Ms. Thomas-Drigo said that she loved to see people’s reactions to her on the street.
“It was great because you get that head-turn like, ‘That’s a woman picking up garbage.’ They’re like ‘you’re not supposed to be doing that.’ Well, why not?,” she said.
It’s obvious that some of that pride was because they were working a job that was extremely sought after: more than 90,000 people took the last Sanitation exam, which was administered in 2015.
Women ‘Shout Us Out’
Tia Straker, who was on the verge of turning 31 and has been on the job for three years, said that women especially loved to see female San Workers on the job. “They shout us out; they pull their windows down,” she said after switching at the wheel with Ms. Daley, her partner that day.

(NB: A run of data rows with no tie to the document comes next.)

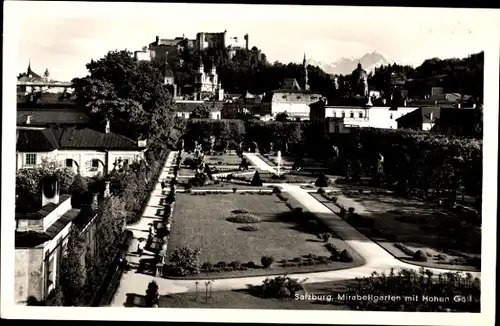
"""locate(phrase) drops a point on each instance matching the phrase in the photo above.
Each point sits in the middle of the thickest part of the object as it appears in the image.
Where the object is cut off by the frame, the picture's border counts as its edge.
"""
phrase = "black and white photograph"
(249, 163)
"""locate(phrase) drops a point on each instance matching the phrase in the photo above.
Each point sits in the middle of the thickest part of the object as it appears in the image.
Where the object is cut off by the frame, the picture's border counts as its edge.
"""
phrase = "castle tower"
(306, 75)
(246, 41)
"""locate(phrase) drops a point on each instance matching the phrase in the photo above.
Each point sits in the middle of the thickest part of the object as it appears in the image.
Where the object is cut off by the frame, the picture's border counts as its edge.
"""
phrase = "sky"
(63, 36)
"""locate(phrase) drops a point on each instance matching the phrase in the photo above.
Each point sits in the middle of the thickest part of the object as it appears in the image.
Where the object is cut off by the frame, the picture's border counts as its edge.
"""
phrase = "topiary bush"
(267, 261)
(256, 181)
(206, 267)
(280, 287)
(345, 256)
(244, 218)
(249, 228)
(235, 264)
(322, 180)
(420, 255)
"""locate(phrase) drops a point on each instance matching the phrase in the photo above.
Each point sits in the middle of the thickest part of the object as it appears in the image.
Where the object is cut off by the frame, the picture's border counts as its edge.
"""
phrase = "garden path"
(377, 259)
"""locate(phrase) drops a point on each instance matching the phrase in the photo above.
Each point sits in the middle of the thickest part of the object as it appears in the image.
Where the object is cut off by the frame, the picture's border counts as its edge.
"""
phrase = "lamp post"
(279, 162)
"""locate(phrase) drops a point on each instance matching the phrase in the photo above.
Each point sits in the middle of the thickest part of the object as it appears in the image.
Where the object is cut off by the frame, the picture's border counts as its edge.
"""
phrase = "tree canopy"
(128, 93)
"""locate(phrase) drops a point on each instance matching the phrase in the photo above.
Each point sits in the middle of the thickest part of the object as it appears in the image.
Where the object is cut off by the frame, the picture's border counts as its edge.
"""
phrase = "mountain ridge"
(345, 66)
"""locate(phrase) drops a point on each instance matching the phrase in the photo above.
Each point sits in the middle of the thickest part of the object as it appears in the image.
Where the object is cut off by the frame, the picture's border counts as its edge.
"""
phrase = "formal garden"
(231, 234)
(412, 230)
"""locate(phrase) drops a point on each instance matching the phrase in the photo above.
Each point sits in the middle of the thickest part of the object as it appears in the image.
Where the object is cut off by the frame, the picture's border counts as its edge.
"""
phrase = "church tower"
(305, 73)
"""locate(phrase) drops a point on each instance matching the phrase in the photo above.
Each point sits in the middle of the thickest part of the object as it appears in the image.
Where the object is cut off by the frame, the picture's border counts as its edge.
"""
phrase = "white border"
(488, 18)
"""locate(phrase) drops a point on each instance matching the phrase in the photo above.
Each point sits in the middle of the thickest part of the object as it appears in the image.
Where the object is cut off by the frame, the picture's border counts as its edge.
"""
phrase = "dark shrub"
(420, 255)
(345, 256)
(266, 261)
(249, 228)
(206, 267)
(326, 236)
(280, 287)
(322, 180)
(256, 181)
(244, 218)
(239, 211)
(332, 249)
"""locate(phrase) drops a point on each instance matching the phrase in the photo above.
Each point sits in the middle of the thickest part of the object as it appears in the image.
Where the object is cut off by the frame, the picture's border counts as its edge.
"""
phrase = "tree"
(72, 274)
(256, 181)
(282, 116)
(201, 112)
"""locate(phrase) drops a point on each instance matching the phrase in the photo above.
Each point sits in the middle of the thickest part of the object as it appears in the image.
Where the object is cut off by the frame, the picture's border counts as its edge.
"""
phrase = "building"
(361, 116)
(184, 109)
(208, 85)
(88, 151)
(291, 98)
(30, 82)
(447, 120)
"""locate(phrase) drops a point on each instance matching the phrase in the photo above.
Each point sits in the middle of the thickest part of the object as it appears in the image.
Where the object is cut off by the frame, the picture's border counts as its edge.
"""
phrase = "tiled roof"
(45, 99)
(186, 106)
(73, 138)
(46, 140)
(30, 239)
(44, 211)
(44, 117)
(36, 140)
(290, 83)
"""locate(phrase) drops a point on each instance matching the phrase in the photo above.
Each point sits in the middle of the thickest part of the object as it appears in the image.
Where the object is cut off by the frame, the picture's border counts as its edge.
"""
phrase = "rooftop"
(51, 116)
(49, 139)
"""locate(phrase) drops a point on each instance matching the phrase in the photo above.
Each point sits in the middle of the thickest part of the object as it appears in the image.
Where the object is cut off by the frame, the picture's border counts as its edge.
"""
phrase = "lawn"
(201, 221)
(417, 225)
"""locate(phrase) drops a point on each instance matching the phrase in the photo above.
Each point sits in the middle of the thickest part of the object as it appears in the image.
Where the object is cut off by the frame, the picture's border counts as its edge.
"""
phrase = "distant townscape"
(194, 167)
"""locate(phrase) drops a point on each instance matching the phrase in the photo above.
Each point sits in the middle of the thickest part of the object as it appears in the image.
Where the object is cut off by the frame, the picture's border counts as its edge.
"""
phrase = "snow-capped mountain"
(344, 66)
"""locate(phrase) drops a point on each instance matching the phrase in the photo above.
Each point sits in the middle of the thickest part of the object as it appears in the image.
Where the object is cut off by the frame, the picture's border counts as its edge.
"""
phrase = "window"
(30, 159)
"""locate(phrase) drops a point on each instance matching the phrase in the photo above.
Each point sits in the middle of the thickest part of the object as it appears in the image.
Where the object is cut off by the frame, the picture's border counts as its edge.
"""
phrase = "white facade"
(90, 162)
(216, 115)
(375, 117)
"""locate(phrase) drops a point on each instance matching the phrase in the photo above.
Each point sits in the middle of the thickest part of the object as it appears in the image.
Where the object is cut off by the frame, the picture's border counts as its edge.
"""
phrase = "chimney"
(95, 202)
(50, 190)
(107, 128)
(107, 191)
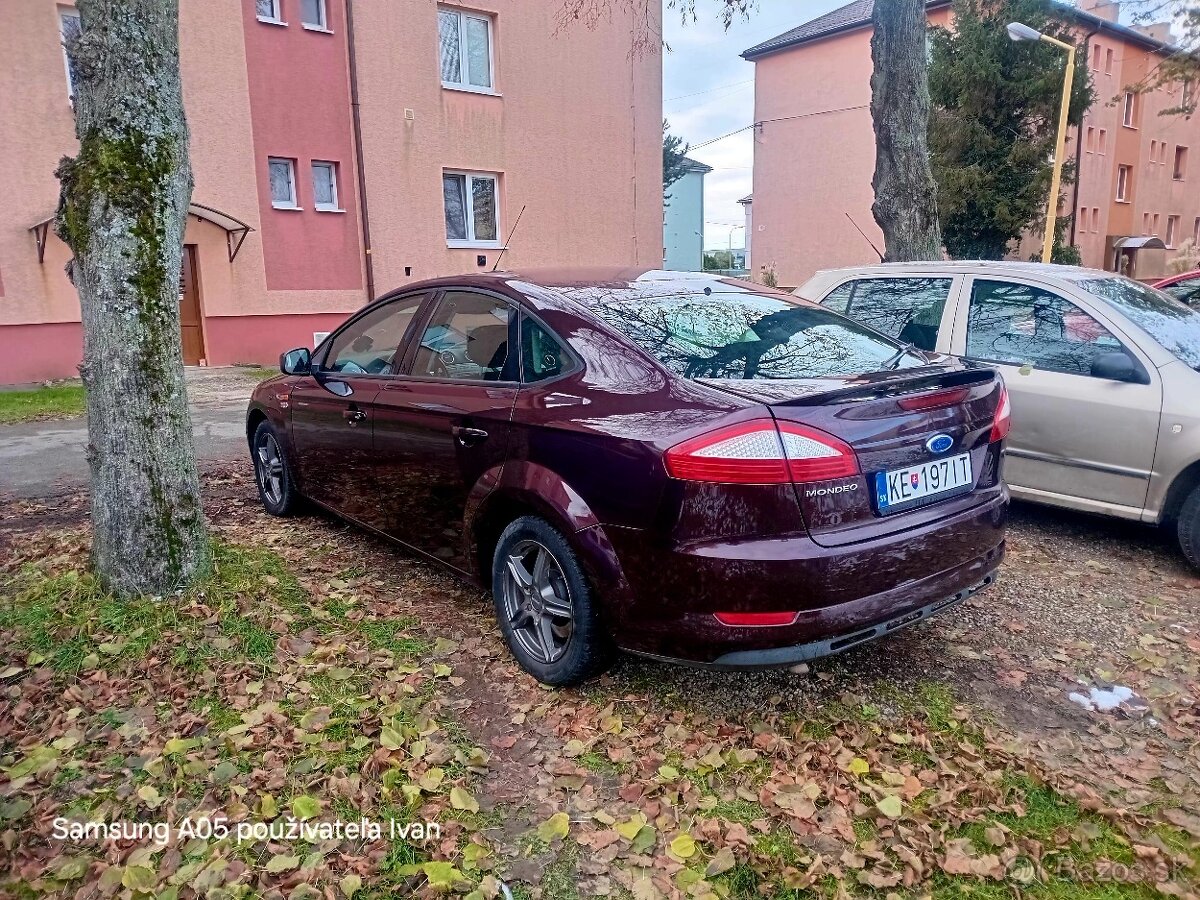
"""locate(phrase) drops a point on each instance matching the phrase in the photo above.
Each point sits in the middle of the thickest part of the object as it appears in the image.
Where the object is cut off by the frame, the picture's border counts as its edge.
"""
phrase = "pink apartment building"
(815, 149)
(341, 149)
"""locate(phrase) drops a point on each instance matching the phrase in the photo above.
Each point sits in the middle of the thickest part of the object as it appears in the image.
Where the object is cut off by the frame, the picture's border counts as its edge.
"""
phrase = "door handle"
(468, 437)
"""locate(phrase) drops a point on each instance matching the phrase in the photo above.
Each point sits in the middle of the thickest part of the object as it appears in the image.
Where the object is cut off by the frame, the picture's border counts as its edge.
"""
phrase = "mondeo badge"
(940, 443)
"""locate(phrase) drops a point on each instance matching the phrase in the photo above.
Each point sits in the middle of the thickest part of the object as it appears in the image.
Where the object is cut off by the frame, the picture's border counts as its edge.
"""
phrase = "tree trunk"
(123, 210)
(905, 192)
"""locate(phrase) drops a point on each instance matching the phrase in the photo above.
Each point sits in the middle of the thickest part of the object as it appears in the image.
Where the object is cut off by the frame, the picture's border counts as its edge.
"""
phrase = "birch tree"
(123, 210)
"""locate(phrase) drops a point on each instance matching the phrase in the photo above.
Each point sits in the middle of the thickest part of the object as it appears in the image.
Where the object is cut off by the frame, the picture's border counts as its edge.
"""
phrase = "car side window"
(369, 345)
(468, 339)
(906, 309)
(1020, 324)
(541, 354)
(839, 298)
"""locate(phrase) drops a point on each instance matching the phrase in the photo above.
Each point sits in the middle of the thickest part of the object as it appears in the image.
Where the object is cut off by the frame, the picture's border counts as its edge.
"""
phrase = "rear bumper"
(843, 595)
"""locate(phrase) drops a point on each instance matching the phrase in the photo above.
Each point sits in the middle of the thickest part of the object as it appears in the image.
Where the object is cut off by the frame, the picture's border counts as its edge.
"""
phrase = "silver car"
(1103, 375)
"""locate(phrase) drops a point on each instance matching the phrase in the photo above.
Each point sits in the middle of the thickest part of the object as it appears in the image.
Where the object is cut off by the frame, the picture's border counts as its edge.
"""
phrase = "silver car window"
(1175, 325)
(1021, 324)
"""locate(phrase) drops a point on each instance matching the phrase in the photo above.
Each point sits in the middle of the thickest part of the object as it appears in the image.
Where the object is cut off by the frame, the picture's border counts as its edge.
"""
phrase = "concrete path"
(49, 459)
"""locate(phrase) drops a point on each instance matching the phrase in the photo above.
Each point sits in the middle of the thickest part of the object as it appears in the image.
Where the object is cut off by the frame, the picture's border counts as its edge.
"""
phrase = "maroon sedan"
(681, 466)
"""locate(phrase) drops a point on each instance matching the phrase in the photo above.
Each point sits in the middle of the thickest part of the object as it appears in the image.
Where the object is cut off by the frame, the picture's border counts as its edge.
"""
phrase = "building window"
(324, 186)
(1131, 105)
(1173, 231)
(283, 183)
(269, 11)
(313, 16)
(1122, 184)
(466, 43)
(472, 209)
(70, 27)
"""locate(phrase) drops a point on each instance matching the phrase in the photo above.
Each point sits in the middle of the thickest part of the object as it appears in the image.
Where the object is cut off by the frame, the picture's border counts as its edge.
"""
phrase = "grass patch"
(60, 401)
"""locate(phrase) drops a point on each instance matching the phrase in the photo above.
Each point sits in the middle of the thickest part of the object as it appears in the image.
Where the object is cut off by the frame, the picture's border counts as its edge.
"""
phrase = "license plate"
(904, 487)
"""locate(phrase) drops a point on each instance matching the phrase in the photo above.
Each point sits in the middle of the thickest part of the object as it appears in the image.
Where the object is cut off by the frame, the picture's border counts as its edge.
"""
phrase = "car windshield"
(1175, 325)
(747, 335)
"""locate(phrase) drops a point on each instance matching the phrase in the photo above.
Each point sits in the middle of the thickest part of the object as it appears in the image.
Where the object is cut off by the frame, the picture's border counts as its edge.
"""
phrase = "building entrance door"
(191, 329)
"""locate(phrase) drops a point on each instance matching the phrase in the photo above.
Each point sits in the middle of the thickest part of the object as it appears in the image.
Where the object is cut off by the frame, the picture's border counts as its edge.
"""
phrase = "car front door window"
(1026, 325)
(370, 343)
(906, 309)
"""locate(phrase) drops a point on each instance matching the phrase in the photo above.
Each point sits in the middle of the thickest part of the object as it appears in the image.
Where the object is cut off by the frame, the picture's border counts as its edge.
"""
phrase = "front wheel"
(1188, 527)
(275, 485)
(545, 606)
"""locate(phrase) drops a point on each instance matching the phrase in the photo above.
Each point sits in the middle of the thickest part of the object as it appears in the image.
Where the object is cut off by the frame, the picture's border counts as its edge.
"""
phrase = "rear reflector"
(761, 453)
(934, 401)
(755, 619)
(1003, 421)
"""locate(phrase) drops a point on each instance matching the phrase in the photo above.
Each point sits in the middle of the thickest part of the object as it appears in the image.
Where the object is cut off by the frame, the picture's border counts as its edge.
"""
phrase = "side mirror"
(297, 361)
(1117, 366)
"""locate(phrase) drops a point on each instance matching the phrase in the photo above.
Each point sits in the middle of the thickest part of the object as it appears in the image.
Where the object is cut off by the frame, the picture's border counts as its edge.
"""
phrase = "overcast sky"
(708, 90)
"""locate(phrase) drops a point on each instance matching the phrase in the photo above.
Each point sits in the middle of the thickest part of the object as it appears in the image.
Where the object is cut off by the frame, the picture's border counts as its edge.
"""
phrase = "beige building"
(1139, 175)
(341, 149)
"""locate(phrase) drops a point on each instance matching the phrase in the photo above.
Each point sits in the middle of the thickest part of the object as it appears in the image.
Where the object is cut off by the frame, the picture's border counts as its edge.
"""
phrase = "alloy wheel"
(538, 601)
(269, 463)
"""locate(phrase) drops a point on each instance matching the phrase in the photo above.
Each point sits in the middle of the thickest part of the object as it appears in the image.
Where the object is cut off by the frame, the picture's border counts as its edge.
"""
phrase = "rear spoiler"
(892, 384)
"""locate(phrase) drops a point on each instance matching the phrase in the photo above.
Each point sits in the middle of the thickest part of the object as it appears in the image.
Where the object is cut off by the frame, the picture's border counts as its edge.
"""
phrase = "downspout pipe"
(364, 216)
(1079, 142)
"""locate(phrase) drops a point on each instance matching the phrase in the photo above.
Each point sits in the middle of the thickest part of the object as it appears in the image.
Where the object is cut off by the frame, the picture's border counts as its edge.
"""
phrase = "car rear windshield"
(747, 335)
(1175, 325)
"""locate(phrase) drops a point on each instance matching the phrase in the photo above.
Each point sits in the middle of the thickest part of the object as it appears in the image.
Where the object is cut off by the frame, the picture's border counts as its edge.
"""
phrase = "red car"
(679, 466)
(1185, 287)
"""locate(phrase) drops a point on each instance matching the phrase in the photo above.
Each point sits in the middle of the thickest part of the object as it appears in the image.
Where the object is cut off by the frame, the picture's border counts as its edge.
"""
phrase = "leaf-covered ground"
(324, 677)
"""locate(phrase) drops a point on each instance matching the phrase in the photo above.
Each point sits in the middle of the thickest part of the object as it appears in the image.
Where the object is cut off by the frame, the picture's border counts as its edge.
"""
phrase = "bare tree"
(905, 192)
(123, 210)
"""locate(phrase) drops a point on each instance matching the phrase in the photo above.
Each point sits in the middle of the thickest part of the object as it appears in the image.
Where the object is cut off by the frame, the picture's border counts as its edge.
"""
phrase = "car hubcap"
(270, 469)
(538, 601)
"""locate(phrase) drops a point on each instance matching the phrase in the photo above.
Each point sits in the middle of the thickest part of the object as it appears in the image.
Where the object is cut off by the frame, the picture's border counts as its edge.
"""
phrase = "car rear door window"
(541, 354)
(1021, 324)
(906, 309)
(468, 339)
(369, 343)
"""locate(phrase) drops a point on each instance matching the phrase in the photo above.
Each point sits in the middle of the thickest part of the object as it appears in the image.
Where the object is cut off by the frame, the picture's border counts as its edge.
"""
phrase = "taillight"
(761, 453)
(755, 619)
(1003, 421)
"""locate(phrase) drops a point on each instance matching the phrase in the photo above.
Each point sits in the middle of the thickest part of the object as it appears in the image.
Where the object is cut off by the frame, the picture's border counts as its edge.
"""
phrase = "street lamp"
(1019, 31)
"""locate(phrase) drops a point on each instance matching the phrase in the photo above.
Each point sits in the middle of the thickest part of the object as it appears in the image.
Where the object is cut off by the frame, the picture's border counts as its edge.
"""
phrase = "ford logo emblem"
(940, 443)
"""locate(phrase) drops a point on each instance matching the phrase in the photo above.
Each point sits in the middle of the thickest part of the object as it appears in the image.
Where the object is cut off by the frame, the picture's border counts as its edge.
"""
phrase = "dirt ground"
(677, 783)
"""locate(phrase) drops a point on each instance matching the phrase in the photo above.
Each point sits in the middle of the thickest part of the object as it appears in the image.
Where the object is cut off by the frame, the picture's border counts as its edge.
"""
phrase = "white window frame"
(1129, 112)
(469, 209)
(335, 207)
(292, 179)
(276, 19)
(463, 84)
(323, 25)
(67, 13)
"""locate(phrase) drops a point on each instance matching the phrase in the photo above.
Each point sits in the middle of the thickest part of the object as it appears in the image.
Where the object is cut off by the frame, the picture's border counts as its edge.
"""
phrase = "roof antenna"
(501, 255)
(864, 237)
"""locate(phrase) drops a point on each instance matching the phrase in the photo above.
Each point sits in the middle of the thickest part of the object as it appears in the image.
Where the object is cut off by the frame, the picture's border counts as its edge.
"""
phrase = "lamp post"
(1018, 31)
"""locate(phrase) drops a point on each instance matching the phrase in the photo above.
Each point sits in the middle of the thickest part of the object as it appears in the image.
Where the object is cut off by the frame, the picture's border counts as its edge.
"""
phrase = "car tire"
(545, 606)
(1188, 527)
(276, 487)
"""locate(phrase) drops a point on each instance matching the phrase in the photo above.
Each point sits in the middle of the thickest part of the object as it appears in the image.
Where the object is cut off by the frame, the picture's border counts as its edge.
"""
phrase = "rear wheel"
(1188, 527)
(544, 605)
(271, 472)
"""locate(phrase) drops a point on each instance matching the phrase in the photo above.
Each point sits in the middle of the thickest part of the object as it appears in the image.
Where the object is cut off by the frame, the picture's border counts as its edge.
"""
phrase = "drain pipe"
(369, 264)
(1079, 143)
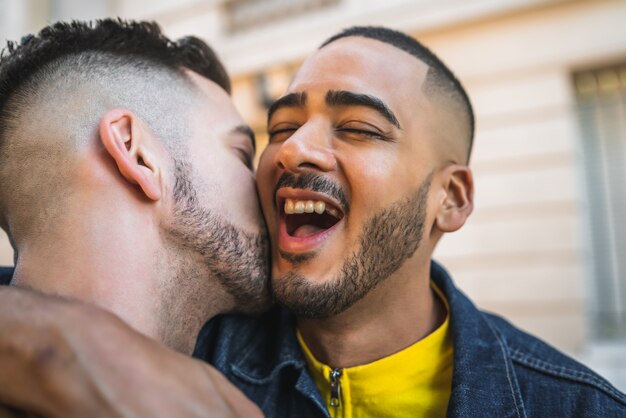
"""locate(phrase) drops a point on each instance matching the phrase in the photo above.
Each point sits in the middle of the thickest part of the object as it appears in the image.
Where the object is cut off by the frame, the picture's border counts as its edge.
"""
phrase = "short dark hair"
(55, 86)
(128, 40)
(437, 70)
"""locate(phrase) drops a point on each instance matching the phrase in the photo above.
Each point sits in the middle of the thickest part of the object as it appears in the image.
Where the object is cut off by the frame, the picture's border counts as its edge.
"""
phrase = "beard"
(388, 239)
(217, 249)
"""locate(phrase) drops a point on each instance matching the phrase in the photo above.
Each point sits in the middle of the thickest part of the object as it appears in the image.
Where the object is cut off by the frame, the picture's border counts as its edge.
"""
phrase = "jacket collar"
(483, 379)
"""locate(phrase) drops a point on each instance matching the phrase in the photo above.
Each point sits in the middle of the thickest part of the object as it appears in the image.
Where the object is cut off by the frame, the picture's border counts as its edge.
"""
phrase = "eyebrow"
(348, 98)
(247, 131)
(289, 100)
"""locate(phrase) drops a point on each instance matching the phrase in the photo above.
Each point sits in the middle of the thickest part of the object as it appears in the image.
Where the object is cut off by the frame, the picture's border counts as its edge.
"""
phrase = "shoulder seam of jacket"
(580, 376)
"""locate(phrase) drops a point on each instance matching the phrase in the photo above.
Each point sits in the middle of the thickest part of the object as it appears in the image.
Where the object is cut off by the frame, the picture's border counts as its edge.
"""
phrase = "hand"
(62, 358)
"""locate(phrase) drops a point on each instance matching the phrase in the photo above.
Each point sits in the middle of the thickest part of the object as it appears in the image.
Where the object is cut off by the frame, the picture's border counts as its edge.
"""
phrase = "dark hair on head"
(139, 40)
(445, 78)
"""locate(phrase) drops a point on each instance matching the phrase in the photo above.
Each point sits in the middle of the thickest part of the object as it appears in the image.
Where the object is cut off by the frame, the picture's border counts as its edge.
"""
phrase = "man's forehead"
(359, 61)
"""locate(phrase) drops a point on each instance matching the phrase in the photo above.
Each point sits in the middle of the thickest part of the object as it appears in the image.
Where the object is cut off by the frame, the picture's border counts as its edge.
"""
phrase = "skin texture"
(146, 243)
(378, 166)
(170, 236)
(96, 366)
(373, 173)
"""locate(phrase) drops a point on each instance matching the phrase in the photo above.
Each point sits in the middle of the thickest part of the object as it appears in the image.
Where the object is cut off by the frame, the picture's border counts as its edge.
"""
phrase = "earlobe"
(457, 198)
(128, 143)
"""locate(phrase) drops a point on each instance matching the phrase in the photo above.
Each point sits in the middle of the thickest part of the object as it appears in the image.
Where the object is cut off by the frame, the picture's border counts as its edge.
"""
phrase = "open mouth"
(305, 218)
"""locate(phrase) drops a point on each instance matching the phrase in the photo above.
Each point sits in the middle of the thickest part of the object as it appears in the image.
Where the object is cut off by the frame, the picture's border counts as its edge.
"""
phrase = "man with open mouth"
(365, 171)
(367, 168)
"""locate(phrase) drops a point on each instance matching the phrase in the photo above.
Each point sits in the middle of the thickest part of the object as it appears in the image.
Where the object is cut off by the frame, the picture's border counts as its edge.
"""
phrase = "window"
(247, 14)
(601, 97)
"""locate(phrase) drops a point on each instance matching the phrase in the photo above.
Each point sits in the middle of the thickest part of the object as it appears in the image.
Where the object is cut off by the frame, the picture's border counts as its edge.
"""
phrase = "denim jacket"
(499, 371)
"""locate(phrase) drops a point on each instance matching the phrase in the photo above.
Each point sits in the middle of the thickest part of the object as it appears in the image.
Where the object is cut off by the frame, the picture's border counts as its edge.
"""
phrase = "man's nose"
(309, 147)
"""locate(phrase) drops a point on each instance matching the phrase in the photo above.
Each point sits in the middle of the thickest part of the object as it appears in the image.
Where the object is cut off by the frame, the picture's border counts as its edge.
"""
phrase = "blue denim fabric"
(6, 274)
(499, 371)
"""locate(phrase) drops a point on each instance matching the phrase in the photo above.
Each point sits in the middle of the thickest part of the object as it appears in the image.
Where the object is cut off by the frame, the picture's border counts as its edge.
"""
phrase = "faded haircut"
(56, 85)
(439, 78)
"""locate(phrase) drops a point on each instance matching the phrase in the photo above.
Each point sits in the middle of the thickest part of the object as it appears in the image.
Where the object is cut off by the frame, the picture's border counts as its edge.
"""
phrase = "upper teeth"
(308, 206)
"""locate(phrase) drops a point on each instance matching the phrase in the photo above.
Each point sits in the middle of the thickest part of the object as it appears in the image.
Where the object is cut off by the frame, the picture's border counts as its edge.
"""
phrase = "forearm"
(63, 358)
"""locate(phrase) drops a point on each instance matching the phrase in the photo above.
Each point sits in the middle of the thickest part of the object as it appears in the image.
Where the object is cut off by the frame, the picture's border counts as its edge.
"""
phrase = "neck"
(395, 315)
(115, 259)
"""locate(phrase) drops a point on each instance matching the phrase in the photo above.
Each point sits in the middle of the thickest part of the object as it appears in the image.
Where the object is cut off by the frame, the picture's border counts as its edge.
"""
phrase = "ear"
(457, 198)
(131, 145)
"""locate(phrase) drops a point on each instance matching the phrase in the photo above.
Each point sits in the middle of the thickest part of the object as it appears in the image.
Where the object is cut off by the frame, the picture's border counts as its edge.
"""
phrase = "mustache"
(316, 183)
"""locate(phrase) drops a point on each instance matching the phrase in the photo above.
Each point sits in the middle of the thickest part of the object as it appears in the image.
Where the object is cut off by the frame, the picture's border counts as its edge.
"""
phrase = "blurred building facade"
(546, 245)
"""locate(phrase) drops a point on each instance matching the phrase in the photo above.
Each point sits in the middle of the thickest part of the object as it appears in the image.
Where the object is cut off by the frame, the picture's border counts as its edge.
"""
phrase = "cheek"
(265, 180)
(377, 180)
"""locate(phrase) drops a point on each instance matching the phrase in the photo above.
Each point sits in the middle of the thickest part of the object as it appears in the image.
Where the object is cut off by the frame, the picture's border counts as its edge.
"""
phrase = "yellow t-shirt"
(415, 382)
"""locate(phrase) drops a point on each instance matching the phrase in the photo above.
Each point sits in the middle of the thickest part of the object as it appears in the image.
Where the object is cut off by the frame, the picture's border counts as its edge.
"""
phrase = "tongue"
(306, 230)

A self-described “girly-girl” with manicured nails, Ms. Straker worked as a Bus Operator, but never felt like the job clicked for her.
“When you’re on the bus, yeah, you have passengers but you’re not really allowed to talk to them. But on a garbage truck, you learn about people,” she said.
Her most-recent job was taking care of individuals with special needs, but she began to feel that path wouldn’t work for a long-term career, which especially concerned her because she had a young son. Ms. Straker took as many city exams as she could, then got offers from the Sanitation Department and the state Department of Motor Vehicles on the same day.
“I was thinking, ‘well, DMV is 9 to 5,’ but everybody told me that Sanitation was a great experience. It was the best decision I ever made,” she said.
Ms. Hardison believed that there was a misconception of what it meant to work in Sanitation. “When you think of Sanitation, you think ‘dirty and nasty.’ [People] don’t know the different assignments you can have behind a desk—you can come on this job and never pick up garbage,” she said, highlighting those assigned to the Operations Assistance Unit, which works to make the Department’s operations more-efficient. “There’s so many options and tours on this job that you can make a family life work.”
‘A Little Diplomacy’
As a Supervisor, part of her job involves answering 311 calls, surveying the streets for damaged wastebaskets, and giving out summonses.
“You try to have a little diplomacy when dealing with the public because you don’t know what’s on people’s minds,” she said, noting that she enjoyed being able to help her colleagues and the public more frequently in her higher rank.
Ms. Straker, who works at the District 16 garage located nearby in East New York, said that she helps train new San Workers and has noticed more women on the job over the past few years. “My class only had like four women in it. But the classes coming through have like 10. It’s exciting,” she said.
Some of those female trainees asked for advice, to which she had one answer: you can’t be soft.
“I think that the women who get here have the heart to do this,” Ms. Daley added. “We know we have to pick up garbage and dead s---.”
Not Without Dangers
The job also has its dangerous moments. Ms. Hardison recalled when one of her workers was pricked with a needle 17 years ago and they feared he could possibly contract HIV.
While driving, Ms. Daley explained the importance of using the truck to shield her partner as he or she crossed the street, to prevent them from being hit by a car. Every morning, Ms. Thomas-Drigo reminded her team to watch out for their colleagues right before handing them their assigned routes.
Although the women said that most men on the job were welcoming and taught them tricks of the trade (Ms. Daley noted that when she worked in a heavily rat-infested section of the Bronx, her colleagues taught her to tuck her pant legs in her boots so critters couldn’t crawl inside), a few were hesitant at first.
“Some men go, ‘Oh, I gotta carry her, I gotta do her job for her `cause she’s a female.’ Then they watch you and realize you can carry yourself,” Ms. Straker said.